Late last month, the way vehicles are investigated by police after an accident significantly changed following a groundbreaking privacy rights opinion handed down by a panel of judges for the Fourth District Court of Appeals.
In a divided 2-1 decision, the appeals court said that police must have a search warrant before pulling data from a vehicle’s “black box,” reinforcing that today’s constantly evolving computerized cars should have the same privacy protection as smartphones.
Just like many airplanes, cars today have black boxes or computer modules that contain information that can lead investigators as to the cause of a crash.
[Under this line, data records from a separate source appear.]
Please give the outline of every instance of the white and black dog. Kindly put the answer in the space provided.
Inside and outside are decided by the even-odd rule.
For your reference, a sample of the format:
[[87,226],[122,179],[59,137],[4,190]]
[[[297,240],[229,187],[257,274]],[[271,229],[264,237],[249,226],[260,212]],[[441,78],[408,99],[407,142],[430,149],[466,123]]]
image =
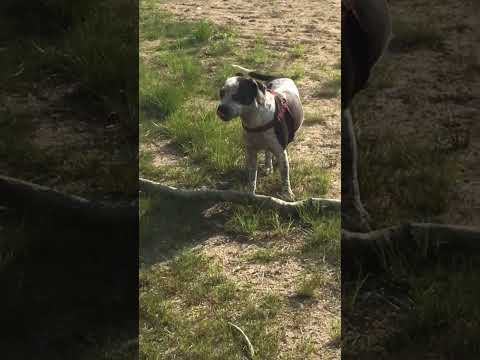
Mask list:
[[298,89],[291,79],[234,67],[247,76],[237,74],[225,81],[220,89],[217,115],[223,121],[236,117],[242,121],[250,191],[256,191],[258,152],[265,151],[266,172],[272,171],[273,154],[280,168],[282,197],[293,200],[287,145],[303,123]]

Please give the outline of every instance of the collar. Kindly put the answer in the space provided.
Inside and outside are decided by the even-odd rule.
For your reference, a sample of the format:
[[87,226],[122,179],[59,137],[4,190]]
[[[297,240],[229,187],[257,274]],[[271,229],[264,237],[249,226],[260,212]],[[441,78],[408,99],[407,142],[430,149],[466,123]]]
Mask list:
[[273,90],[270,90],[270,89],[267,89],[267,92],[271,93],[274,96],[274,99],[275,99],[275,114],[273,115],[273,119],[270,120],[265,125],[257,126],[257,127],[254,127],[254,128],[247,127],[242,122],[243,129],[246,132],[259,133],[259,132],[263,132],[263,131],[266,131],[268,129],[271,129],[275,125],[275,122],[276,121],[279,121],[279,122],[282,121],[282,119],[284,117],[284,114],[289,111],[288,110],[288,105],[287,105],[287,99],[285,99],[285,97],[283,97],[279,93],[277,93]]

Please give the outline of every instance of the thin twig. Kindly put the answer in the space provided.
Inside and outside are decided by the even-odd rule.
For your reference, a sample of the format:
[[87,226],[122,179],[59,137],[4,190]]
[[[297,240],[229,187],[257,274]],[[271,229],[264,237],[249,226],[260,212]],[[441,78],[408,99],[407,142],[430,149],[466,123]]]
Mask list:
[[253,358],[255,356],[255,350],[253,349],[253,345],[252,345],[250,339],[248,338],[247,334],[245,334],[245,332],[240,327],[235,325],[234,323],[228,322],[228,325],[232,326],[235,330],[237,330],[243,336],[243,339],[245,340],[245,342],[248,345],[248,355],[249,355],[250,359],[253,360]]

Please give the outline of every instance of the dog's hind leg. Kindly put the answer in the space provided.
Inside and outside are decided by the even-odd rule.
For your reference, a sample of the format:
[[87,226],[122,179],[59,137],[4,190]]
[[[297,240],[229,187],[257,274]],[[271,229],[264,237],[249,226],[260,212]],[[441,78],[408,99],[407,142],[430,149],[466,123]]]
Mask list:
[[248,186],[252,194],[257,190],[257,151],[246,149],[246,165],[248,172]]
[[282,181],[282,197],[285,198],[285,200],[293,201],[295,200],[295,195],[290,187],[290,165],[288,162],[287,150],[278,153],[277,158]]

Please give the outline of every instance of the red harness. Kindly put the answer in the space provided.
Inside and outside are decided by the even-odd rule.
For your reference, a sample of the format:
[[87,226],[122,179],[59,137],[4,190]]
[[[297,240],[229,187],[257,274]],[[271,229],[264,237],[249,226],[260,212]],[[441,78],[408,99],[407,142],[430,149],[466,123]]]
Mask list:
[[258,132],[262,132],[262,131],[266,131],[268,129],[271,129],[272,127],[275,126],[275,122],[284,121],[286,113],[290,114],[290,109],[288,108],[287,99],[285,99],[285,97],[283,97],[282,95],[280,95],[279,93],[277,93],[273,90],[267,89],[267,91],[270,94],[272,94],[275,98],[275,114],[273,115],[273,119],[270,120],[265,125],[258,126],[258,127],[255,127],[255,128],[249,128],[249,127],[245,126],[245,124],[243,124],[243,122],[242,122],[243,129],[246,132],[258,133]]
[[273,119],[265,125],[255,128],[249,128],[245,126],[243,122],[242,126],[246,132],[250,133],[259,133],[273,128],[275,130],[275,135],[277,136],[278,142],[282,148],[285,149],[295,137],[297,127],[295,126],[287,99],[271,89],[267,89],[267,91],[275,98],[275,113],[273,115]]

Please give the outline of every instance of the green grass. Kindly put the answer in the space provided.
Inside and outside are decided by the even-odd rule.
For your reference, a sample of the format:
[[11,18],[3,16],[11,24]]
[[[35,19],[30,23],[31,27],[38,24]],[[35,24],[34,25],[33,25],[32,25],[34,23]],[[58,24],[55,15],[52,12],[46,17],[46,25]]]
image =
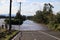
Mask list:
[[48,24],[48,28],[53,31],[60,31],[60,24]]
[[18,32],[18,31],[14,31],[14,32],[12,32],[12,34],[6,35],[6,39],[5,39],[5,40],[10,39],[10,38],[13,37],[17,32]]
[[[19,32],[17,30],[12,30],[11,33],[9,33],[8,31],[4,31],[5,29],[2,29],[2,30],[3,30],[2,32],[5,34],[5,37],[0,38],[0,40],[9,40],[14,35],[16,35],[16,33]],[[4,35],[4,34],[2,34],[2,35]]]

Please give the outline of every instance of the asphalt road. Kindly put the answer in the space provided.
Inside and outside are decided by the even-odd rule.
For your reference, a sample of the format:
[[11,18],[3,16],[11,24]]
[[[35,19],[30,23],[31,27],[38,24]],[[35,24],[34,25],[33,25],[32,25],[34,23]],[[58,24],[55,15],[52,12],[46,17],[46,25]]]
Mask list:
[[50,31],[45,25],[30,20],[24,21],[21,26],[12,25],[12,28],[22,31],[21,40],[60,40],[60,32]]
[[47,26],[30,20],[26,20],[20,26],[20,31],[22,31],[21,40],[60,40],[56,35],[60,35],[59,32],[50,31]]
[[59,40],[41,31],[22,31],[21,40]]

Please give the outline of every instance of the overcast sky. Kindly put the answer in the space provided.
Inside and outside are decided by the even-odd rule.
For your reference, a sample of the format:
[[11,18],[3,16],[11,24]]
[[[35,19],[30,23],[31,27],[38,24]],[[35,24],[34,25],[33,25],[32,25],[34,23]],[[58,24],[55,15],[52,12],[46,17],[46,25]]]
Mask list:
[[[22,2],[22,15],[34,15],[37,10],[42,10],[44,3],[51,3],[53,11],[60,11],[60,0],[12,0],[12,14],[16,14],[19,9],[19,2]],[[9,13],[9,0],[0,0],[0,15]]]

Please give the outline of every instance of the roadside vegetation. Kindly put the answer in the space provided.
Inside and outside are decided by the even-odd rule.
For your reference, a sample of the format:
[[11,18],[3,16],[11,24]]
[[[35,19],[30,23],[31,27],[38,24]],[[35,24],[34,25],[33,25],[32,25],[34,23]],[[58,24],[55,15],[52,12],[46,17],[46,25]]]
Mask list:
[[[11,25],[22,25],[23,21],[26,20],[26,16],[22,16],[20,11],[16,13],[16,16],[11,18]],[[19,31],[13,30],[12,26],[8,27],[9,25],[9,18],[6,18],[5,25],[2,24],[0,27],[0,40],[11,40]],[[11,30],[9,30],[11,29]]]
[[50,3],[45,3],[43,11],[37,10],[36,15],[28,17],[37,23],[48,25],[48,28],[55,31],[60,31],[60,12],[54,14],[54,6]]
[[[16,13],[16,16],[14,18],[11,18],[11,25],[22,25],[23,21],[25,21],[25,20],[26,20],[26,16],[22,16],[20,14],[20,11],[18,11]],[[9,18],[6,18],[4,21],[5,21],[6,26],[7,26],[7,24],[9,25]],[[9,29],[11,29],[11,28],[9,28]]]
[[11,30],[11,33],[9,33],[8,30],[5,28],[0,27],[0,40],[10,40],[13,38],[19,31],[17,30]]

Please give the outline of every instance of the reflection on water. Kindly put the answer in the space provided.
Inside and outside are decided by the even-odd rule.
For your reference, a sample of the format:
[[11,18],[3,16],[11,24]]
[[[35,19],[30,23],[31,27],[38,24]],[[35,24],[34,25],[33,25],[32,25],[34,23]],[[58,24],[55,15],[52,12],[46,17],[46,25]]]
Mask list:
[[5,23],[4,23],[4,19],[0,19],[0,26],[1,26],[2,24],[5,24]]
[[[14,25],[13,25],[14,26]],[[18,25],[14,26],[15,29],[20,29],[20,30],[47,30],[46,27],[43,27],[40,24],[37,24],[33,21],[26,20],[24,23],[19,27]]]
[[[0,19],[0,26],[4,24],[4,19]],[[46,27],[44,27],[41,24],[37,24],[31,20],[26,20],[24,23],[20,25],[12,25],[12,29],[15,30],[47,30]]]

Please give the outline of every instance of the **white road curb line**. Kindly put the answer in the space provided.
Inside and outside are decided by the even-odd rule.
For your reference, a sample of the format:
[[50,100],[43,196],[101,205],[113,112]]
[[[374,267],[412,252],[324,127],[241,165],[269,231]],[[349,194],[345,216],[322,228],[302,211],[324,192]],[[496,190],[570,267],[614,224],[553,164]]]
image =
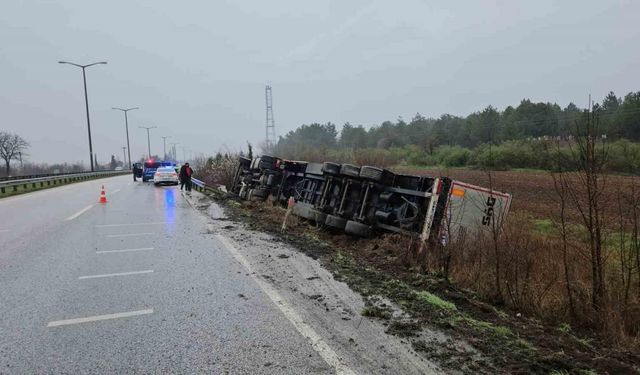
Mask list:
[[338,354],[327,344],[322,337],[307,324],[300,315],[285,301],[277,290],[255,275],[251,269],[249,261],[236,249],[231,241],[226,237],[217,234],[216,238],[224,245],[224,247],[233,255],[233,257],[249,272],[253,281],[258,284],[260,289],[271,299],[271,301],[280,309],[280,312],[291,322],[295,329],[309,340],[311,347],[324,359],[327,364],[336,369],[338,375],[355,375],[346,364],[342,363]]

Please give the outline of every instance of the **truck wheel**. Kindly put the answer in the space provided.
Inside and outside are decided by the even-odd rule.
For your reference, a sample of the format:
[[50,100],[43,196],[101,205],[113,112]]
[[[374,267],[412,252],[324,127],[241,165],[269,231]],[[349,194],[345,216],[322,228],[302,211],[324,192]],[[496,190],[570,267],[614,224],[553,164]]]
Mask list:
[[340,174],[349,177],[359,177],[360,167],[353,164],[342,164],[342,167],[340,168]]
[[293,214],[307,220],[314,220],[313,207],[304,202],[298,202],[293,206]]
[[322,164],[322,172],[324,174],[330,174],[332,176],[337,176],[340,174],[340,164],[325,162]]
[[316,210],[315,208],[311,210],[311,215],[313,215],[313,221],[315,221],[316,224],[323,225],[327,220],[327,214],[322,211]]
[[387,170],[367,165],[360,168],[360,177],[386,185],[393,183],[394,174]]
[[344,229],[344,227],[347,225],[347,220],[339,216],[327,215],[327,218],[325,219],[324,223],[325,225],[332,228]]
[[250,189],[249,194],[247,194],[247,200],[252,202],[263,202],[265,196],[264,190],[262,189]]
[[253,196],[255,197],[266,198],[267,195],[269,195],[267,189],[253,189]]
[[347,225],[344,227],[344,231],[347,234],[352,234],[358,237],[369,238],[371,237],[371,227],[366,224],[358,223],[357,221],[347,221]]

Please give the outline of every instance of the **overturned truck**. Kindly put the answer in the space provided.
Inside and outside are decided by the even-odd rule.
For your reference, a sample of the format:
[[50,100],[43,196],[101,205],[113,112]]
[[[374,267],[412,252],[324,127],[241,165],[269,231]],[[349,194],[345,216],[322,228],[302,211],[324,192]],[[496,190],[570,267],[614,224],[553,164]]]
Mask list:
[[347,234],[379,231],[447,244],[469,231],[497,230],[511,195],[447,177],[396,174],[374,166],[240,158],[232,192],[286,205],[297,216]]

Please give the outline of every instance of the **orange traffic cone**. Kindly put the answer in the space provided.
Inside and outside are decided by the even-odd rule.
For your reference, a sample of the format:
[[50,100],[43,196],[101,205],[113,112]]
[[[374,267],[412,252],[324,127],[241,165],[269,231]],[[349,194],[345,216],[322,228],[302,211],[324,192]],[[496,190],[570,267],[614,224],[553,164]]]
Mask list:
[[102,185],[102,191],[100,192],[100,200],[99,203],[107,203],[107,194],[104,192],[104,185]]

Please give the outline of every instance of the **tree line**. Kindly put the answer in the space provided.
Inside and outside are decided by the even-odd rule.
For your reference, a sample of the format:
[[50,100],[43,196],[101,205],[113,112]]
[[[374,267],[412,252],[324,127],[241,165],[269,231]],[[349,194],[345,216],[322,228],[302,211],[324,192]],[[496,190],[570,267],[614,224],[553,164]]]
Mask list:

The Fourth District Court of Appeal’s decision came in a case involving a Delray Beach man charged with DUI manslaughter and vehicular homicide in connection with a high-speed crash that killed his front-seat passenger.
Delray Beach police investigating the crash downloaded information from the vehicle without obtaining a warrant. The defendant, Charles Worsham Jr., sought to suppress the information contained in the black box arguing that police should not have been allowed to search it without a warrant.
“Considering that the data is difficult to access and not all of the recorded information is exposed to the public, Worsham had a reasonable expectation of privacy, and we agree with the trial court that a warrant was required before police could search the black box,” wrote Judge Robert M. Gross.
Comparisons were made to issues involving privacy and the accessibility to personal information stored on modern cell phones.
Judge Alan Forst, who dissented, said he didn’t believe a vehicle’s black box could be compared to a smartphone.
“The private data in a cell phone is, for the most part, created by the owner and is password protected by the owner for his/her own benefit and privacy,” he wrote. In comparison, information on a vehicle’s black box “is collected and stored in the interest of public safety, including the safety of the vehicle’s driver.”
Information from black boxes, or event data recorders, has been used in vehicular homicide prosecutions in South Florida since 2003.